# Complex numbers : Reminder

A complex number is an ordered pair of two real numbers (a, b).

To represent a complex number, we use the algebraic notation or algebraic form, z = a + ib with i^2=-1

### Conjugate of a complex number

The conjugate of a complex number a+i*b , where a and b are reals, is the complex number a-i*b.

### Modulus of a complex number

The modulus of a complex number z=a+ib (where a and b are real) is the positive real number, denoted |z| , defined by : |z|=sqrt(a^2+b^2).

### Amplitude of a complex number

The plan has a direct orthogonal reference (O,vec(i),vec(j)). Lets z a non zero complex number and M its image.

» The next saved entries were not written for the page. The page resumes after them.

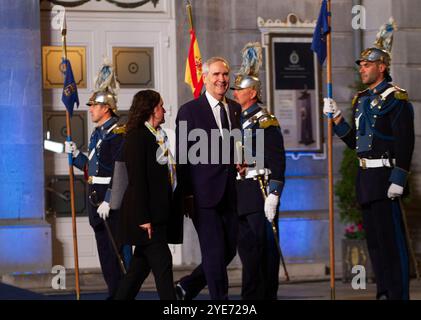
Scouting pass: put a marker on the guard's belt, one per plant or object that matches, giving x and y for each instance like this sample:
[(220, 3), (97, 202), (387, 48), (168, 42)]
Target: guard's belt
[(375, 163), (99, 180), (252, 174)]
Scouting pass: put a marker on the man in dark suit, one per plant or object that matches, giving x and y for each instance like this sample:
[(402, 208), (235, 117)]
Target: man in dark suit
[(210, 183)]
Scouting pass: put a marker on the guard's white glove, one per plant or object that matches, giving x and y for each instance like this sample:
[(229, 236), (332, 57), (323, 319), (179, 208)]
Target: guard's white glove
[(271, 206), (394, 191), (330, 106), (70, 147), (104, 210)]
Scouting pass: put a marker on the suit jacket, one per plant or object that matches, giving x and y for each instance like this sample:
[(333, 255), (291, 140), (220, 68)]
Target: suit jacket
[(205, 181), (149, 197)]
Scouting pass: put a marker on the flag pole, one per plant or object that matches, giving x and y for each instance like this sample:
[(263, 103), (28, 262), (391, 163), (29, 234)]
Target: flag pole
[(71, 175), (330, 156), (190, 14)]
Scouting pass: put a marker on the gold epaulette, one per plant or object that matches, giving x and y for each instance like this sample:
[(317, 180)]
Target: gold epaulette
[(401, 94), (359, 94), (120, 130), (267, 120)]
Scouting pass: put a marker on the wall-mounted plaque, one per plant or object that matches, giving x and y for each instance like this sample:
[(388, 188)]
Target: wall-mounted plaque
[(55, 124), (294, 87), (134, 67), (52, 70)]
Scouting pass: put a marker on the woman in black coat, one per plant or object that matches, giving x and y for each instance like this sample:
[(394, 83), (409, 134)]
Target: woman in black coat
[(148, 208)]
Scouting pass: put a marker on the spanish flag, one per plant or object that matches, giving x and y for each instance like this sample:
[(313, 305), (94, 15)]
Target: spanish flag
[(193, 75)]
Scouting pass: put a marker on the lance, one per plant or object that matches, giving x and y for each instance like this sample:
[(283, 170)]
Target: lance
[(330, 157), (275, 232), (115, 248), (71, 175)]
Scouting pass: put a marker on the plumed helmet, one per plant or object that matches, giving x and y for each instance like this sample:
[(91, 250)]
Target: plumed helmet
[(106, 87), (248, 76), (375, 54), (104, 98), (245, 81), (382, 47)]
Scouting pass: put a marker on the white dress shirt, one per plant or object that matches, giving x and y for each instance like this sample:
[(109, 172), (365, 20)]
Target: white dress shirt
[(216, 109)]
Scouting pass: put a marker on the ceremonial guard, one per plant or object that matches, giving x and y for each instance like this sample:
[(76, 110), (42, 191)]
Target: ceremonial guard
[(258, 248), (104, 147), (382, 134)]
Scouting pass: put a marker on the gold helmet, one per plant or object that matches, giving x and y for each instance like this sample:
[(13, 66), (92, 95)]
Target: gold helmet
[(382, 47), (104, 98), (247, 77), (106, 87), (244, 81)]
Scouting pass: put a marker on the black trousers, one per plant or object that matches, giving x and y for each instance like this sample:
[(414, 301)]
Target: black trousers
[(108, 259), (217, 230), (387, 247), (259, 256), (155, 256)]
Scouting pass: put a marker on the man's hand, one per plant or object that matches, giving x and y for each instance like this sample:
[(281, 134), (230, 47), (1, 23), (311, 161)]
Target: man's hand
[(271, 206), (70, 147), (330, 106), (241, 169), (189, 206), (147, 227), (394, 191), (104, 210)]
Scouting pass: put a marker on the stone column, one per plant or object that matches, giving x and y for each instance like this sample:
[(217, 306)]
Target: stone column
[(25, 237)]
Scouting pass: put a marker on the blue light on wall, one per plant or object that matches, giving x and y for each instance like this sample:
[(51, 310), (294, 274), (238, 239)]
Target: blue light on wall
[(21, 152), (25, 238), (303, 240)]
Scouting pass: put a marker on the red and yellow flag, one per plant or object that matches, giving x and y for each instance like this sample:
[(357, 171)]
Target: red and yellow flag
[(193, 75)]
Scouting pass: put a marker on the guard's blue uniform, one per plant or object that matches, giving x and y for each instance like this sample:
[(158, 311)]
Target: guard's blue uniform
[(104, 147), (383, 129), (256, 244)]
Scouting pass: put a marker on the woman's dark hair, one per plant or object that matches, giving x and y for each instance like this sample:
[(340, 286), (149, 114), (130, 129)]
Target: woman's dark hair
[(143, 104)]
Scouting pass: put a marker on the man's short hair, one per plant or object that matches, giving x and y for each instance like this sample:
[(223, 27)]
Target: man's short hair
[(206, 65)]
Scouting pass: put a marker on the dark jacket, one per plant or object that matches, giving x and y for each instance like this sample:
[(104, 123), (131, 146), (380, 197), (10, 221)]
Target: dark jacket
[(207, 182), (148, 197), (386, 130), (249, 193)]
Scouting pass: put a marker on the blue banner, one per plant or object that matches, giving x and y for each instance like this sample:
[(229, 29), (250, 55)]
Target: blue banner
[(69, 96)]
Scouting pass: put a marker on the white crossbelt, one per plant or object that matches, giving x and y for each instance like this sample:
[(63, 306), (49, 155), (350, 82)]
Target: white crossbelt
[(252, 119), (99, 180), (251, 174), (91, 154), (375, 163)]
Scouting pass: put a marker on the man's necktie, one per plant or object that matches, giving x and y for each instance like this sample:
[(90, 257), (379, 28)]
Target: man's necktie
[(224, 117)]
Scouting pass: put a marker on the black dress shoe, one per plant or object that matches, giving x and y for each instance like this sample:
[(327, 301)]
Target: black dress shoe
[(180, 292)]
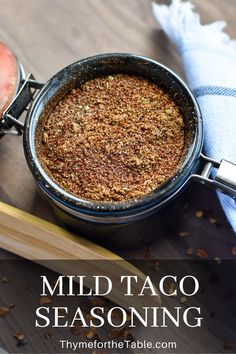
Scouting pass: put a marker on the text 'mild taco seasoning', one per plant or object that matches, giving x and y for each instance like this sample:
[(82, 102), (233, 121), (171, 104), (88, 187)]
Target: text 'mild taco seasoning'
[(115, 138)]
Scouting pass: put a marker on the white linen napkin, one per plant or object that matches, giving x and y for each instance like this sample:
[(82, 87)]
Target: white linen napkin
[(209, 58)]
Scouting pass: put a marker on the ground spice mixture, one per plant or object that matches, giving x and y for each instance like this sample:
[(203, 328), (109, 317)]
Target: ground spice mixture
[(114, 138)]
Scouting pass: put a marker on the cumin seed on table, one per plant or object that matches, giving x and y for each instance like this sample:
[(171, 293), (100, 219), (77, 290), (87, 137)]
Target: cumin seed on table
[(114, 138)]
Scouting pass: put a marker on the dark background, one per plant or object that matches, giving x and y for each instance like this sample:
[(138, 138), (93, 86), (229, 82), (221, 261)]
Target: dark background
[(48, 35)]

Called the amplitude of the complex number z, any measure, expressed in radians, of the angle (vec(i),vec(OM)).

### Trigonometric form of a complex number

A complex number z of argument theta and modulus r, can be written in its trigonometric form z=r(cos(theta)+i*sin(theta)), |z| = r, arg(z) = theta.

### Exponential notation of a complex number

For any real theta, we note e^(i*theta) the complex number cos(theta)+i*sin(theta).

A complex number z of amplitude theta and modulus r, can be written in its exponential form z=r*e^(i*theta), |z| = r, arg(z) = theta.